Глубоко затягиваясь, генерал-майор Громов подумал, во что может превратиться некогда сильная и гордая нация под потоком пропагандистского дерьма. «Вот те же немцы — в армии теперь у них служат лишь аристократы из старинных рыцарских родов и откровенные люмпены из восточных земель бывшего ГДР. Американцы, поди, радовались, когда превращали воинственных германцев в дисциплинированную потребительскую массу. Мол, прогресс и демократия, понимаешь, даже из германца может сделать нормального человека. И сделали… на свою голову. После того как мы кадровый Бундесвер на гусеницы намотали, у немцев мобилизация провалилась. Вообще. Вот и сейчас, занимая германские города, мы поражались огромному количеству здоровых мужиков, стоящих на улицах, словно суслики у норок, и смотрящих, открыв рот, на русские танковые и механизированные колонны. Если бы они все взяли в руки автоматы и РПГ, то устроили бы нам головомойку, как „чехи“ в Грозном или „гитлерюгент“ в сорок пятом. А здесь мы прошли пол-Германии, как нож сквозь масло. Остатки Бундесвера совместно с американцами еще дергались, но потом немцы решили больше в „войнушку“ не играть, подняли лапки. И заодно открыли нам фронт. Не иначе в благодарность за привнесенную извне американцами „толерантность“ и „гуманизм“.
Вот так мы американцев на Брауншвейгской равнине и прихватили.
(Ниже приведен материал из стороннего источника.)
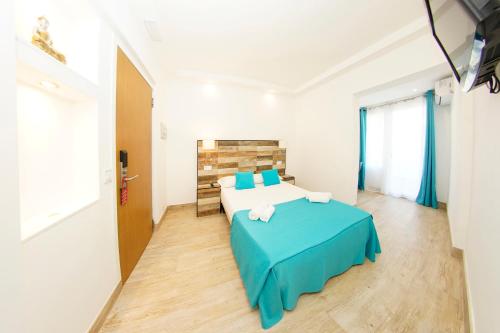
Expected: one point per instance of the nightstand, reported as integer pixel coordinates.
(208, 199)
(288, 179)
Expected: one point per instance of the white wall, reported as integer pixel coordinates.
(473, 209)
(132, 38)
(197, 111)
(10, 245)
(442, 123)
(462, 145)
(70, 269)
(328, 117)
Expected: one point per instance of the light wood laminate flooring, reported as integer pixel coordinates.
(188, 281)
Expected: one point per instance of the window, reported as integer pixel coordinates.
(395, 140)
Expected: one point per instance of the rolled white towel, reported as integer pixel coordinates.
(267, 213)
(323, 197)
(255, 213)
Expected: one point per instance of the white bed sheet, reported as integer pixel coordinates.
(234, 200)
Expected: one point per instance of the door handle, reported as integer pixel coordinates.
(127, 179)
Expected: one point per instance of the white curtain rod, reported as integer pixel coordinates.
(394, 101)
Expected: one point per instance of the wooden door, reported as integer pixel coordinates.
(133, 134)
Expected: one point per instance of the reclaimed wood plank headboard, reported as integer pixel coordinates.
(230, 156)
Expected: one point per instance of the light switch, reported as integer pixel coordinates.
(163, 131)
(108, 176)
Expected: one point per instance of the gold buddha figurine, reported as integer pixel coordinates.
(41, 39)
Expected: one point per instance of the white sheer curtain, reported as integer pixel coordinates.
(395, 139)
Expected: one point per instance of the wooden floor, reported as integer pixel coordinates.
(187, 280)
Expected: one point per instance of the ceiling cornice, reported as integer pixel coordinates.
(235, 80)
(385, 43)
(369, 51)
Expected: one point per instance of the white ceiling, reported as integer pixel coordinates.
(280, 42)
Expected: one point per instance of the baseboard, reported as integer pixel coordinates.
(469, 315)
(99, 321)
(190, 204)
(157, 226)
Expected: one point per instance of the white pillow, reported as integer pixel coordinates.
(257, 178)
(228, 181)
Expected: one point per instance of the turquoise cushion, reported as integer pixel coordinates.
(270, 177)
(244, 180)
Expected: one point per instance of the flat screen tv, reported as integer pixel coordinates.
(468, 33)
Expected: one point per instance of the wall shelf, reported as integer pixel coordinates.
(34, 66)
(58, 141)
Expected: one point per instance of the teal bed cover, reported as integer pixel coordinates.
(298, 250)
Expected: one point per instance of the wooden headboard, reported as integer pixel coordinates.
(231, 156)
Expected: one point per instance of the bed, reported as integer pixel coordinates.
(298, 250)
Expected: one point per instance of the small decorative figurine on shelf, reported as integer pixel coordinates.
(41, 39)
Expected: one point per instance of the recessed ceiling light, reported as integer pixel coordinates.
(48, 84)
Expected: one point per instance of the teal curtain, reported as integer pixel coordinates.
(427, 194)
(362, 148)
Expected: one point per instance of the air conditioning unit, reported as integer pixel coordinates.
(443, 91)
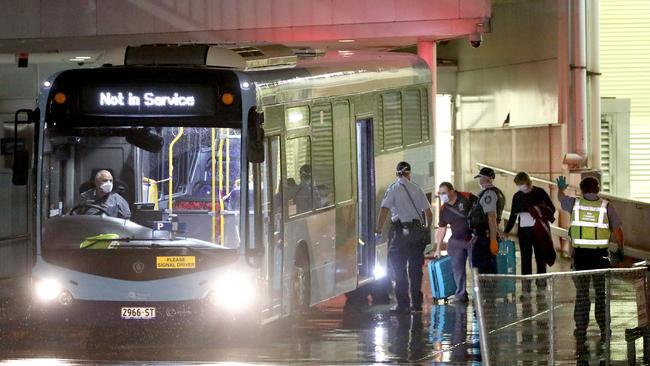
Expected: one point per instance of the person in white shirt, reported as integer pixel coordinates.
(410, 216)
(526, 197)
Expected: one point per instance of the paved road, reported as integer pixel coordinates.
(328, 335)
(442, 334)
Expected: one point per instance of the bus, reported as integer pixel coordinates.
(252, 176)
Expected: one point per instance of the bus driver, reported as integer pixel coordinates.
(103, 196)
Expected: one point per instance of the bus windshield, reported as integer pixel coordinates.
(126, 187)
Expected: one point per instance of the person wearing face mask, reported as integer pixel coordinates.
(524, 201)
(453, 213)
(593, 221)
(484, 219)
(103, 196)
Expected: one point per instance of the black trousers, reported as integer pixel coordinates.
(406, 257)
(482, 258)
(527, 244)
(588, 259)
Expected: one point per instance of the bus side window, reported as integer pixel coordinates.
(299, 185)
(392, 113)
(323, 155)
(343, 152)
(412, 120)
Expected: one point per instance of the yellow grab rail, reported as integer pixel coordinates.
(171, 164)
(153, 191)
(214, 186)
(221, 206)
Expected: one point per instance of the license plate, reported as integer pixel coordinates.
(138, 313)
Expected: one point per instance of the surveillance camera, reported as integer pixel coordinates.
(475, 39)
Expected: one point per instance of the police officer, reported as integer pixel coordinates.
(484, 220)
(406, 203)
(103, 196)
(593, 219)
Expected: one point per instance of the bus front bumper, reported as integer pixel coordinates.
(82, 312)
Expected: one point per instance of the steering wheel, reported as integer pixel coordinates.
(88, 205)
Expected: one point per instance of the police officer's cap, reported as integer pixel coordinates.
(403, 167)
(485, 172)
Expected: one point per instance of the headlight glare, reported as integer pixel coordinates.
(233, 291)
(379, 272)
(48, 289)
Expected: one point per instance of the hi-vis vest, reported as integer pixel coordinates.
(590, 224)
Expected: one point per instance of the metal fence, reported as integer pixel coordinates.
(539, 319)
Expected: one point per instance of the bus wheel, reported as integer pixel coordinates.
(301, 286)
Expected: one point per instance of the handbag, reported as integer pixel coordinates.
(424, 234)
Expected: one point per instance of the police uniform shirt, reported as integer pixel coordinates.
(397, 200)
(113, 203)
(489, 200)
(614, 220)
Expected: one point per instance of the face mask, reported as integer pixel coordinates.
(106, 187)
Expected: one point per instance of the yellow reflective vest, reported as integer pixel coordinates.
(590, 224)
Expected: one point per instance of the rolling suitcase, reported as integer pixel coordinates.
(506, 264)
(441, 278)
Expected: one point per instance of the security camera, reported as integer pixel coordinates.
(475, 39)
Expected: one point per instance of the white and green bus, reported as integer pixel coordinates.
(252, 176)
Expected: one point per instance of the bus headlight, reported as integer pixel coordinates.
(47, 289)
(233, 291)
(379, 272)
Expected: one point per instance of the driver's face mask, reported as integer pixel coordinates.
(106, 187)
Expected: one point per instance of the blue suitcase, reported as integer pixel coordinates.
(441, 278)
(506, 264)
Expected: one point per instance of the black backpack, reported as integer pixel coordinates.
(478, 218)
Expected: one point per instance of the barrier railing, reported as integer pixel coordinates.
(552, 321)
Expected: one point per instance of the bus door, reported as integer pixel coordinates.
(273, 219)
(366, 195)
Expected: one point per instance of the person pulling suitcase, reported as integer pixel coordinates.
(453, 213)
(406, 203)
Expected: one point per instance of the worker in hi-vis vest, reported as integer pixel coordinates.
(593, 220)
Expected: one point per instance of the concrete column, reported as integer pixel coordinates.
(593, 64)
(427, 51)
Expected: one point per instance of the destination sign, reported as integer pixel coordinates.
(151, 100)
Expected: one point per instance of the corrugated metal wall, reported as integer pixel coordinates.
(625, 58)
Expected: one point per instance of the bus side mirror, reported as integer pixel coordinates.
(255, 140)
(147, 139)
(20, 165)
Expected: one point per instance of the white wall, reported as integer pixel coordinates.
(513, 72)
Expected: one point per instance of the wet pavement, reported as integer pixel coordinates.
(442, 334)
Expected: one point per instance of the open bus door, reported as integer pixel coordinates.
(272, 218)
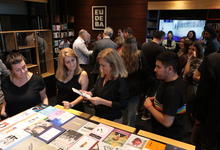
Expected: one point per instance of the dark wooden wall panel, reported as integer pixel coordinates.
(120, 14)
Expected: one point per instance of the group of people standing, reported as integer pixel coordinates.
(121, 74)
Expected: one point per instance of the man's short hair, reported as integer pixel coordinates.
(158, 34)
(82, 31)
(108, 31)
(169, 59)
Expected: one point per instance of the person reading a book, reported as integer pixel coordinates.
(69, 75)
(22, 89)
(110, 92)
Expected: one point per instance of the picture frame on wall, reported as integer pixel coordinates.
(99, 17)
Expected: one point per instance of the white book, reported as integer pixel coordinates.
(87, 128)
(81, 93)
(12, 138)
(84, 143)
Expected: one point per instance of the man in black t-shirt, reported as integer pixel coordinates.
(150, 51)
(168, 107)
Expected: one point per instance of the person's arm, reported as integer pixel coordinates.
(82, 47)
(3, 113)
(164, 119)
(43, 96)
(173, 45)
(121, 99)
(100, 101)
(196, 75)
(187, 68)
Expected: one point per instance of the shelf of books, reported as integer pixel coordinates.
(49, 128)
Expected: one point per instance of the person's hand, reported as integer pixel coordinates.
(66, 105)
(95, 100)
(148, 102)
(87, 92)
(3, 114)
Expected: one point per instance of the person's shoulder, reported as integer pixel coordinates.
(6, 80)
(36, 78)
(83, 73)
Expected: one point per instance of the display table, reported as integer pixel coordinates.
(166, 140)
(113, 124)
(49, 128)
(75, 112)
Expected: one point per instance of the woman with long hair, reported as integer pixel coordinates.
(110, 92)
(132, 60)
(69, 75)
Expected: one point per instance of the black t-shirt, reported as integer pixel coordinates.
(170, 101)
(65, 92)
(21, 98)
(115, 91)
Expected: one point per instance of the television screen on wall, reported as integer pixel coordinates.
(180, 28)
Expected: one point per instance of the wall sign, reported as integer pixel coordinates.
(99, 17)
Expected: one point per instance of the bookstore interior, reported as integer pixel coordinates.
(43, 30)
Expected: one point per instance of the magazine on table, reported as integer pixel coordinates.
(81, 93)
(66, 140)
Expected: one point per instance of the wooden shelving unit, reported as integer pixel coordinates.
(34, 45)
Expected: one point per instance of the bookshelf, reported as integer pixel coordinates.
(34, 45)
(152, 22)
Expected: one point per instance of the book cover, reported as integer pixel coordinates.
(84, 143)
(61, 118)
(153, 145)
(66, 140)
(12, 138)
(87, 128)
(101, 131)
(135, 142)
(38, 127)
(32, 143)
(81, 93)
(117, 138)
(39, 107)
(50, 134)
(5, 124)
(171, 147)
(55, 114)
(25, 123)
(74, 124)
(103, 146)
(47, 111)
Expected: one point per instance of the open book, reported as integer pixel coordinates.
(81, 93)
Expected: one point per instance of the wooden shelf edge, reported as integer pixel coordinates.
(26, 47)
(31, 66)
(16, 31)
(166, 140)
(75, 112)
(47, 74)
(113, 124)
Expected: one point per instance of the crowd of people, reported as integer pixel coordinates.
(174, 82)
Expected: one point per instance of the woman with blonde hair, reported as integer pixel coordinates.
(110, 93)
(132, 60)
(69, 75)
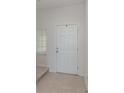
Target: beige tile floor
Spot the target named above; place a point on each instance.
(60, 83)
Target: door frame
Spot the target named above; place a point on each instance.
(77, 48)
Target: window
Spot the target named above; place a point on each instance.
(41, 42)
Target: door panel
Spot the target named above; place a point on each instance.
(67, 49)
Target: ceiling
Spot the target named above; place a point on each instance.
(56, 3)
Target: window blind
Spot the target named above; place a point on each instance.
(41, 42)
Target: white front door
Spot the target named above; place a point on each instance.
(66, 50)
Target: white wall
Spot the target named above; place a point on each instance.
(49, 18)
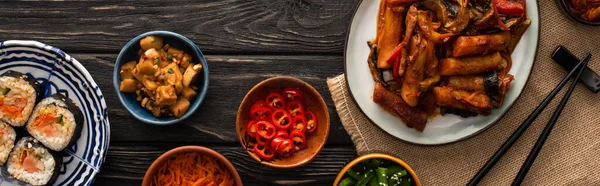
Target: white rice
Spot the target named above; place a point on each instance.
(7, 141)
(62, 133)
(45, 164)
(19, 88)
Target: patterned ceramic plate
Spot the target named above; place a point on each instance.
(58, 72)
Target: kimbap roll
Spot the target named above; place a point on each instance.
(32, 163)
(7, 141)
(18, 93)
(56, 122)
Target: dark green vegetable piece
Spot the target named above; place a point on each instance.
(365, 178)
(4, 91)
(397, 177)
(381, 176)
(374, 163)
(373, 182)
(354, 174)
(406, 182)
(395, 169)
(348, 181)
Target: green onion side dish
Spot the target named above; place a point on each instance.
(376, 172)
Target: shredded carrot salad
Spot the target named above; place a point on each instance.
(193, 169)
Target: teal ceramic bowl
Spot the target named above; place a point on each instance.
(129, 53)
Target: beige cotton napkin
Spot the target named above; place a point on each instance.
(571, 155)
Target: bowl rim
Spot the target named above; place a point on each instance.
(183, 149)
(377, 156)
(201, 94)
(306, 160)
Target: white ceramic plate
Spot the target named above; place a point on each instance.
(440, 129)
(57, 72)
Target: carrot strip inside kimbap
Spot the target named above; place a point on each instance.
(14, 109)
(44, 122)
(29, 162)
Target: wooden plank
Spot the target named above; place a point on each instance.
(223, 27)
(230, 79)
(127, 163)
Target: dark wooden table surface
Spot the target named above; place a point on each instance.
(244, 42)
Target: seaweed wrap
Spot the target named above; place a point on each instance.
(7, 141)
(32, 163)
(56, 122)
(18, 94)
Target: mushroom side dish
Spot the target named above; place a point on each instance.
(433, 57)
(163, 78)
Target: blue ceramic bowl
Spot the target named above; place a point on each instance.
(129, 53)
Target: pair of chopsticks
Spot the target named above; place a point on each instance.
(523, 127)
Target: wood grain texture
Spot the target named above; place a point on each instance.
(126, 164)
(223, 27)
(230, 79)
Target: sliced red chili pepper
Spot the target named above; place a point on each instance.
(275, 100)
(265, 129)
(259, 103)
(282, 133)
(311, 121)
(260, 113)
(509, 8)
(264, 152)
(281, 119)
(299, 139)
(295, 108)
(299, 123)
(286, 148)
(262, 141)
(293, 94)
(276, 142)
(250, 130)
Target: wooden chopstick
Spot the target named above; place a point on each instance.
(542, 139)
(523, 127)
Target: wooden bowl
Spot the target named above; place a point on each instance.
(312, 101)
(410, 171)
(153, 169)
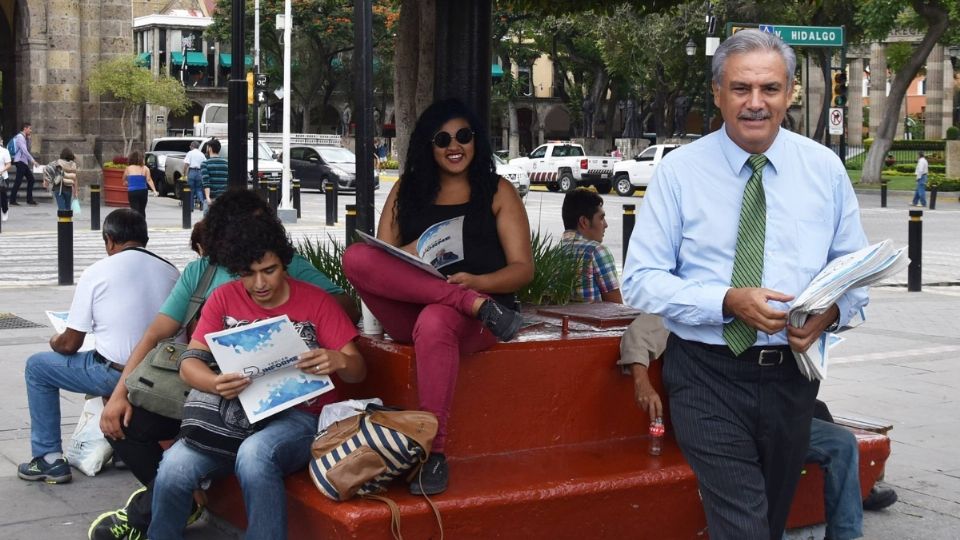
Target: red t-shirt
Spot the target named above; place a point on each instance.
(318, 318)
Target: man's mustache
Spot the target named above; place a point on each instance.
(754, 115)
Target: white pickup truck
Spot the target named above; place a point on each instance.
(563, 166)
(630, 174)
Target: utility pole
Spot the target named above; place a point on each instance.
(237, 101)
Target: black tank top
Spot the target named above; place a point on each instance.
(483, 253)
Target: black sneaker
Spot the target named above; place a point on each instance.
(879, 498)
(504, 323)
(57, 472)
(432, 478)
(113, 525)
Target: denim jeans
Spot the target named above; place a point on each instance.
(46, 373)
(279, 449)
(63, 198)
(920, 195)
(835, 449)
(195, 180)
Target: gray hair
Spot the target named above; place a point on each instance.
(751, 40)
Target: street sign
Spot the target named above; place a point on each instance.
(807, 36)
(836, 120)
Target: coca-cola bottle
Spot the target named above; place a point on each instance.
(656, 436)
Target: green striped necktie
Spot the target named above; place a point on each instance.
(748, 261)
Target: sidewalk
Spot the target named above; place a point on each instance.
(899, 366)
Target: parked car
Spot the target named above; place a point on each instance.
(563, 166)
(152, 161)
(515, 175)
(316, 166)
(630, 174)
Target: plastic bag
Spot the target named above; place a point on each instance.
(343, 409)
(88, 449)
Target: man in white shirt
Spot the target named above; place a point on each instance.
(115, 300)
(191, 169)
(923, 168)
(6, 163)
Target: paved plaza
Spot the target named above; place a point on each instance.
(900, 366)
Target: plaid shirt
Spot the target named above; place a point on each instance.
(598, 273)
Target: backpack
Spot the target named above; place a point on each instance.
(53, 173)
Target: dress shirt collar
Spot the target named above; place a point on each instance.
(736, 157)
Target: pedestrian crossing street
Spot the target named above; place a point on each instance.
(30, 259)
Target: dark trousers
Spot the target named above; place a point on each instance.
(744, 429)
(138, 200)
(140, 449)
(23, 170)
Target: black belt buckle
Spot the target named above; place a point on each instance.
(770, 357)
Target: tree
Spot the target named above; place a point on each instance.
(323, 42)
(879, 18)
(134, 86)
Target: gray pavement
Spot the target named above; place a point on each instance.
(899, 366)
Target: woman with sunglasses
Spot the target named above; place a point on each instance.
(448, 174)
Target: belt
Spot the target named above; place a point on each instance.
(763, 356)
(110, 364)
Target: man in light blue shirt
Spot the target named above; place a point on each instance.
(740, 407)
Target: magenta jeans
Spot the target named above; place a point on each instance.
(415, 307)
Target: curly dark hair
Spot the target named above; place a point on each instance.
(246, 244)
(420, 181)
(230, 211)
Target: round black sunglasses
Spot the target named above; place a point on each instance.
(443, 139)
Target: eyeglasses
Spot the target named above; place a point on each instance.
(443, 139)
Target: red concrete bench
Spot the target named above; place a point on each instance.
(544, 442)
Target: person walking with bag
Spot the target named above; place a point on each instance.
(923, 168)
(60, 177)
(24, 162)
(6, 164)
(137, 179)
(448, 174)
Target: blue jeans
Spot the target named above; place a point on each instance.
(63, 198)
(264, 459)
(195, 179)
(46, 373)
(835, 449)
(920, 195)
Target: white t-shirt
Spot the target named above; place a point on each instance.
(117, 298)
(4, 160)
(194, 159)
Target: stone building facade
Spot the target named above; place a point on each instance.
(44, 57)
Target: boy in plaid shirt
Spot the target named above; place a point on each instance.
(585, 222)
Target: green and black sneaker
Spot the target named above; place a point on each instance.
(113, 525)
(57, 472)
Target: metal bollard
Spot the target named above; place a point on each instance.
(351, 223)
(914, 249)
(94, 207)
(273, 196)
(65, 247)
(331, 204)
(296, 197)
(186, 205)
(629, 220)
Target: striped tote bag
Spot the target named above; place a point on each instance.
(359, 455)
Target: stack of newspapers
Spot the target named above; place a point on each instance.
(859, 269)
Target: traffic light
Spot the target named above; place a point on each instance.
(840, 89)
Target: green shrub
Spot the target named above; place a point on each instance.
(327, 257)
(554, 276)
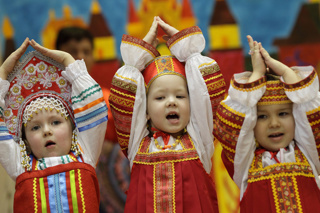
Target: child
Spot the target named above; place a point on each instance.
(59, 146)
(163, 108)
(78, 42)
(269, 132)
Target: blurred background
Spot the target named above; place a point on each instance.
(289, 30)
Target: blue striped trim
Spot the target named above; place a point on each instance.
(92, 114)
(63, 192)
(3, 129)
(81, 129)
(5, 137)
(86, 90)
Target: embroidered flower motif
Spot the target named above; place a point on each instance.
(15, 89)
(12, 124)
(46, 80)
(31, 69)
(42, 67)
(19, 99)
(52, 69)
(61, 82)
(7, 113)
(33, 79)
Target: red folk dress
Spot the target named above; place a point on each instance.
(175, 179)
(290, 185)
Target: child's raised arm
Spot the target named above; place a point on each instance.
(151, 36)
(12, 60)
(60, 56)
(169, 30)
(289, 76)
(258, 65)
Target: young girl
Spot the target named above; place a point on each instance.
(163, 108)
(47, 147)
(269, 131)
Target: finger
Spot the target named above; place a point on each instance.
(165, 37)
(264, 53)
(250, 41)
(38, 47)
(21, 50)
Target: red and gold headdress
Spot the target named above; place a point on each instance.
(162, 65)
(37, 76)
(274, 94)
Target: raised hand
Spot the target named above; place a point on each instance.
(57, 55)
(258, 64)
(169, 30)
(151, 36)
(8, 65)
(289, 76)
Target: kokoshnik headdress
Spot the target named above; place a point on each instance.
(36, 83)
(274, 94)
(162, 65)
Немцы в сторону отошли, мы в брешь и проскочили. Последний серьезный бой был два дня назад. Тогда первая боевая тактическая группа Алтуфьева въехала в тыл Old Ironsides, расколов остатки некогда мощной бронетанковой дивизии на две части. И началась агония…
Американская авиация лихорадочно пыталась помочь окруженным, но без особого успеха. Войсковое ПВО работало, как обычно, на отлично, и от бомбежки бригада почти не пострадала. Американский командующий корпусом, генерал Коун, даже не пытался прорваться сразу, хотя шансы еще были. Как гласила последняя разведывательная сводка по нашему армейскому корпусу, „у американского командующего, возможно, серьезнейший психологический стресс“. Сломался, короче, дядя. Хотя, может, он про перемирие раньше всех узнал и попросту людей гробить не пожелал?»
— Слепнев!
— Слушаю, командир.
— Ты как начштаба сейчас за старшего остаешься. Вся бригада на тебе.
— А вы?
— К Алтуфьеву. На его участке парламентеры появились, надо самому глянуть, а то мало ли что.
— А не опасно? Давайте я съезжу…
— Не опасней войны, полковник. Ладно, где там мой водила?
Полковник помолчал и спросил выходящего генерал-майора:
— Как думаешь, командир, неужели всё?